L'édition électronique
Vers de nouveaux modes de valorisation de la recherche
Philippe Montbarbon
La première journée du séminaire intitulé « Communication scientifique et valorisation de la recherche à l’heure d’Internet » organisé par l’Urfist de Tou-louse et le SCD de Toulouse 1, le 21 octobre 2005, avait pour objectif d’analyser les transformations de la recherche et de l’édition induites par le support numérique.

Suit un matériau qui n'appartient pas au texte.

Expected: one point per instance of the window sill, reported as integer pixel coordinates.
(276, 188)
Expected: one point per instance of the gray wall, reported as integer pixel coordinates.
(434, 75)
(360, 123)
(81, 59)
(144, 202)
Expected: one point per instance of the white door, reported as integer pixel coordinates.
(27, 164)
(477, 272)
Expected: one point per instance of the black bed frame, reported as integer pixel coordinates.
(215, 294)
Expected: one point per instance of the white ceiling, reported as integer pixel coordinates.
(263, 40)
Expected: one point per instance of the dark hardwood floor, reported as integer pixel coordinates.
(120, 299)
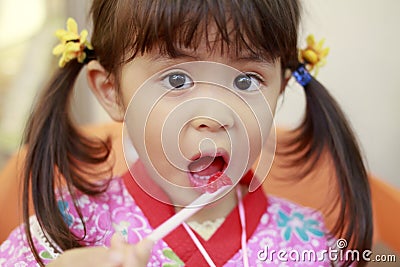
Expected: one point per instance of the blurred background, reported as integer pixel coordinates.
(361, 73)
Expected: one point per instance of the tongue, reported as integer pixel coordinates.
(206, 166)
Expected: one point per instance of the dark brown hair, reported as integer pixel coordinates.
(122, 29)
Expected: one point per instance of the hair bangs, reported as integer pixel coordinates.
(236, 28)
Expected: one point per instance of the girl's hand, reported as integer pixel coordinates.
(120, 254)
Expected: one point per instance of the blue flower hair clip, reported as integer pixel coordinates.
(302, 76)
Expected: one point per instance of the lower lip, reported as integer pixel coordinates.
(202, 184)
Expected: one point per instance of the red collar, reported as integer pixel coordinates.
(223, 244)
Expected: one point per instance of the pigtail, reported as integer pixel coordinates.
(58, 155)
(326, 128)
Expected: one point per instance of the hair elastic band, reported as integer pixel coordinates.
(302, 75)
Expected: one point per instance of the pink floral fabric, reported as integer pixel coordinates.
(284, 226)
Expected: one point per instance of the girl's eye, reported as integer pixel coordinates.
(247, 82)
(177, 81)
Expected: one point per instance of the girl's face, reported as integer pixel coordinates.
(196, 114)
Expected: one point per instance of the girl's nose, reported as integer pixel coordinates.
(210, 124)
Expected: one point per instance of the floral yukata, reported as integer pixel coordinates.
(272, 224)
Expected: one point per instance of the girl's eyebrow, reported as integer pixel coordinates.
(181, 55)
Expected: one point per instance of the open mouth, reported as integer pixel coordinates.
(206, 173)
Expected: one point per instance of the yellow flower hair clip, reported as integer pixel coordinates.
(73, 45)
(314, 55)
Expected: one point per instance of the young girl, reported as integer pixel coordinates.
(196, 84)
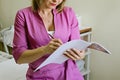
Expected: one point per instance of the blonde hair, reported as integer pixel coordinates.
(36, 5)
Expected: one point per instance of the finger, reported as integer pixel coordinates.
(69, 56)
(58, 41)
(72, 53)
(77, 52)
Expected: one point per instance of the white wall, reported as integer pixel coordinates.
(102, 15)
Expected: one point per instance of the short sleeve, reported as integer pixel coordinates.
(75, 33)
(19, 40)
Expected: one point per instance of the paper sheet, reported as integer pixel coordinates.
(58, 57)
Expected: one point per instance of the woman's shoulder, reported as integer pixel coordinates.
(25, 10)
(68, 9)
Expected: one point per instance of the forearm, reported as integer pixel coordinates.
(29, 56)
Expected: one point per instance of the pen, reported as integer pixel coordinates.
(51, 36)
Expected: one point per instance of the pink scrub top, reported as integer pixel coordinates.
(31, 33)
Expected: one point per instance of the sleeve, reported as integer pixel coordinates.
(75, 33)
(19, 40)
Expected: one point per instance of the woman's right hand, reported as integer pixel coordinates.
(53, 45)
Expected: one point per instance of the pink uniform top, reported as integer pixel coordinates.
(31, 33)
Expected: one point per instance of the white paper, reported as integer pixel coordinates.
(58, 57)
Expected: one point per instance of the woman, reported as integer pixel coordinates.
(32, 42)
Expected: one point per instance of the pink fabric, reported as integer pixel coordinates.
(30, 33)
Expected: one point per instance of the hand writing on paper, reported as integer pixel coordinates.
(53, 45)
(75, 54)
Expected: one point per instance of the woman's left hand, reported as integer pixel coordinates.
(75, 54)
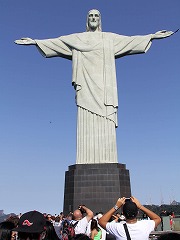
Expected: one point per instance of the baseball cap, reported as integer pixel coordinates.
(130, 210)
(31, 222)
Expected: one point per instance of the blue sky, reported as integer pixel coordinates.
(38, 112)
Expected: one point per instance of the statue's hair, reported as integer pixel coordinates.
(100, 23)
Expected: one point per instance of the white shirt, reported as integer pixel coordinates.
(138, 231)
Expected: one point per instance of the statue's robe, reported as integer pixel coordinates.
(93, 56)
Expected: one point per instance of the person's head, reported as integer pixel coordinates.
(94, 225)
(77, 215)
(93, 21)
(169, 236)
(130, 210)
(6, 232)
(31, 225)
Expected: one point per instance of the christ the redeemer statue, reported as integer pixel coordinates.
(93, 55)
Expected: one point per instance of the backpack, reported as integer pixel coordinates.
(68, 232)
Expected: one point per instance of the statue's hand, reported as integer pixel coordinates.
(25, 41)
(162, 34)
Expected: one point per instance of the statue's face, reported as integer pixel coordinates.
(93, 20)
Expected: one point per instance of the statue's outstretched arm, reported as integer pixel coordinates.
(162, 34)
(25, 41)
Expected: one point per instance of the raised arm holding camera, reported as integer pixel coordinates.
(83, 221)
(136, 229)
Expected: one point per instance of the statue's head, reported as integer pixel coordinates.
(93, 21)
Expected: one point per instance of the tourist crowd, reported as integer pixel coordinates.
(83, 224)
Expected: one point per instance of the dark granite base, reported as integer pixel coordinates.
(98, 186)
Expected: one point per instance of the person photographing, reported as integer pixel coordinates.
(131, 229)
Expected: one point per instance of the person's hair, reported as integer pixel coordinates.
(50, 232)
(6, 230)
(94, 225)
(87, 21)
(169, 236)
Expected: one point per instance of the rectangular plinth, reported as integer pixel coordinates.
(98, 186)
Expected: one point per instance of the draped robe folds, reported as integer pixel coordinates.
(93, 56)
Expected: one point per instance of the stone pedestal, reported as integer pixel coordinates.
(98, 186)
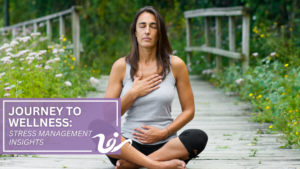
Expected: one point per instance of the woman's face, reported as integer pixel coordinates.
(146, 30)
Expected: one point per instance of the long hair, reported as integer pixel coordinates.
(164, 48)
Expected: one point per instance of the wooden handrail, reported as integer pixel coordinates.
(218, 13)
(72, 13)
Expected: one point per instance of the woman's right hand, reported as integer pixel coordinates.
(145, 86)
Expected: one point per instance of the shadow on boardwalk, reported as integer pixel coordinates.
(233, 141)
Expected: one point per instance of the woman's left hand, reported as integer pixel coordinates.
(152, 135)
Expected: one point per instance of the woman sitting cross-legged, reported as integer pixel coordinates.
(146, 80)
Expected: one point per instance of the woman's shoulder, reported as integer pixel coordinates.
(119, 67)
(120, 64)
(177, 65)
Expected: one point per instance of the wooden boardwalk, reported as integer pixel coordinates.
(234, 142)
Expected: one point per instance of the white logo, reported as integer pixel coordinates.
(110, 147)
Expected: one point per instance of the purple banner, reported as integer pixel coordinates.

Yves Duthen, professeur d’informatique à l’université de Toulouse 1, a introduit la journée en soulignant qu’Internet en est encore à la préhistoire, même si les projets de campus numériques, d’universités numériques thématiques, d’environnement numérique de travail, d’université numérique en région, avancent peu à peu.
Les revues scientifiques
Béatrice Milard, maître de conférences en sociologie à l’université de Toulouse 2, retrace l’évolution de la presse scientifique depuis le début du XVIIe siècle (5 revues) jusqu’à aujourd’hui (100 000 revues), l’apparition d’un nouveau groupe professionnel, les scientifiques, la transformation du régime de la preuve, l’effacement de l’éditeur au profit de l’auteur. Les publications scientifiques ont entraîné la standardisation du mode de présentation des résultats de la recherche, participant au processus de légitimation des savoirs, d’organisation de la sphère scientifique en spécialités et en disciplines. Elle décrit ensuite la publication « au quotidien » de leurs articles par une vingtaine de chimistes toulousains pour qui les instructions des revues sont vécues comme des routines : publication en anglais, mise en forme connue d’avance et fonction de la revue, réduction inévitable de l’article, division du travail entre chercheurs. La publication électronique permet notamment la prépublication en ligne des articles.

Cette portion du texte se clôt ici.